Einreise- und Aufenthaltsverbot (§ 11 AufenthG)
Dauer, Befristung, Aufhebung und rechtliche Möglichkeiten bei Einreisesperren
Von Rechtsanwältin Dr. Theresa Rath
Ein Einreise- und Aufenthaltsverbot kann dazu führen, dass eine Person nicht erneut nach Deutschland oder in andere Schengen-Staaten einreisen darf und kein Aufenthaltstitel erteilt wird. Die Auswirkungen reichen häufig weit über eine frühere Ausweisung oder Abschiebung hinaus und können spätere Visa-, Familiennachzugs- oder Arbeitsaufenthaltsverfahren erheblich erschweren.
Viele Betroffene gehen davon aus, dass Einreiseverbote automatisch lebenslang gelten oder nach Ablauf einer bestimmten Zeit von selbst entfallen. Beides ist häufig unzutreffend. Dauer, Befristung und mögliche Aufhebung hängen stark vom Einzelfall ab.
Was ist ein Einreise- und Aufenthaltsverbot?
Ein Einreise- und Aufenthaltsverbot bedeutet grundsätzlich, dass eine betroffene Person für einen bestimmten Zeitraum nicht erneut einreisen oder sich rechtmäßig in Deutschland aufhalten darf. Zudem kann die Erteilung eines Aufenthaltstitels ausgeschlossen sein. Das Verbot kann auch Auswirkungen auf Einreisen in andere Schengen-Staaten haben.
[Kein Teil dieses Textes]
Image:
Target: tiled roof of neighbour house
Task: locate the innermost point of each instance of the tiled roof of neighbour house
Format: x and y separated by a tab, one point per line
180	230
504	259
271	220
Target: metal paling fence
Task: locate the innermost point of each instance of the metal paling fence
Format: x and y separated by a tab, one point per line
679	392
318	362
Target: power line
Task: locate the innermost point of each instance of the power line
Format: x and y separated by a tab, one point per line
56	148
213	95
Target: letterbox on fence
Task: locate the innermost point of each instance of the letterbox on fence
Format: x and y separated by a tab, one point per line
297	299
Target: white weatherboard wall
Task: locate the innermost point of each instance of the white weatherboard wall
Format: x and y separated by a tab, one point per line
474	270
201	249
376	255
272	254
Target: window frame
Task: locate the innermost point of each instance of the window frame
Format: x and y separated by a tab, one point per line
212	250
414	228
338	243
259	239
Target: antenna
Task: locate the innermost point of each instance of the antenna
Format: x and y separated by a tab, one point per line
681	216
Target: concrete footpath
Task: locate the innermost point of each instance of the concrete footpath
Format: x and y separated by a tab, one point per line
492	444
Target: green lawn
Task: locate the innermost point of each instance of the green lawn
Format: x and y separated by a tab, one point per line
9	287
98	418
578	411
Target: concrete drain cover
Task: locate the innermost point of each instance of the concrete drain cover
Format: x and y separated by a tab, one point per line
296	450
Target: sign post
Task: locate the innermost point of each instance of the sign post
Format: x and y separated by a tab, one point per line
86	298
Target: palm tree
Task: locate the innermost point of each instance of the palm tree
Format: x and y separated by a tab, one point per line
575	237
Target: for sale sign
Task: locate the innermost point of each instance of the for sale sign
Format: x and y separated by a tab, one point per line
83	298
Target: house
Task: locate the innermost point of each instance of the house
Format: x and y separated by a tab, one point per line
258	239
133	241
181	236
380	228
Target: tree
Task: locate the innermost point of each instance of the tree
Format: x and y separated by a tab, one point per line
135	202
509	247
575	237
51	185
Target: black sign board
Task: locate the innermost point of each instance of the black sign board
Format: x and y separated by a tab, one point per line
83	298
Einreiseverbote werden heute regelmäßig behördlich verfügt und mit einer Befristung verbunden. Sie entstehen nicht mehr allein automatisch kraft Gesetzes.
Wann kommt ein Einreiseverbot in Betracht?
Ein Einreise- und Aufenthaltsverbot kann insbesondere im Zusammenhang stehen mit:
- Ausweisung
- Abschiebung
- Zurückschiebung oder Zurückweisung
- Abschiebungsanordnungen
- bestimmten Fällen falscher Dokumente oder Täuschung
- nicht fristgerechter Ausreise in einzelnen Konstellationen
Nicht jede Ablehnung eines Aufenthaltstitels führt automatisch zu einem Einreiseverbot. Wer innerhalb gesetzter Fristen freiwillig ausreist, kann sich in einer anderen Situation befinden als Personen nach Abschiebung oder Ausweisung.
Wie lange gilt ein Einreise- und Aufenthaltsverbot?
Die Dauer hängt vom Einzelfall ab.
Grundsätzlich soll ein Einreiseverbot häufig fünf Jahre nicht überschreiten. Kürzere Fristen kommen vor. In der Rechtsprechung werden Befristungen um etwa 30 Monate teilweise als ermessensgerecht angesehen. Gleichzeitig können längere Fristen möglich sein, wenn schwerwiegende Sicherheitsinteressen angenommen werden.
In besonderen Fällen können deutlich längere Zeiträume vorgesehen sein:
- bis zu zehn Jahre bei bestimmten schwerwiegenden Gefahrenlagen oder Ausweisungen im Zusammenhang mit strafrechtlichen Verurteilungen
- bis zu zwanzig Jahre bei besonders schweren Sicherheitskonstellationen
- in Ausnahmefällen unbefristete Verbote
Die konkrete Begründung der Behörde bleibt entscheidend. Ein langes Einreiseverbot ist nicht allein deshalb gerechtfertigt, weil eine strafrechtliche Verurteilung vorliegt.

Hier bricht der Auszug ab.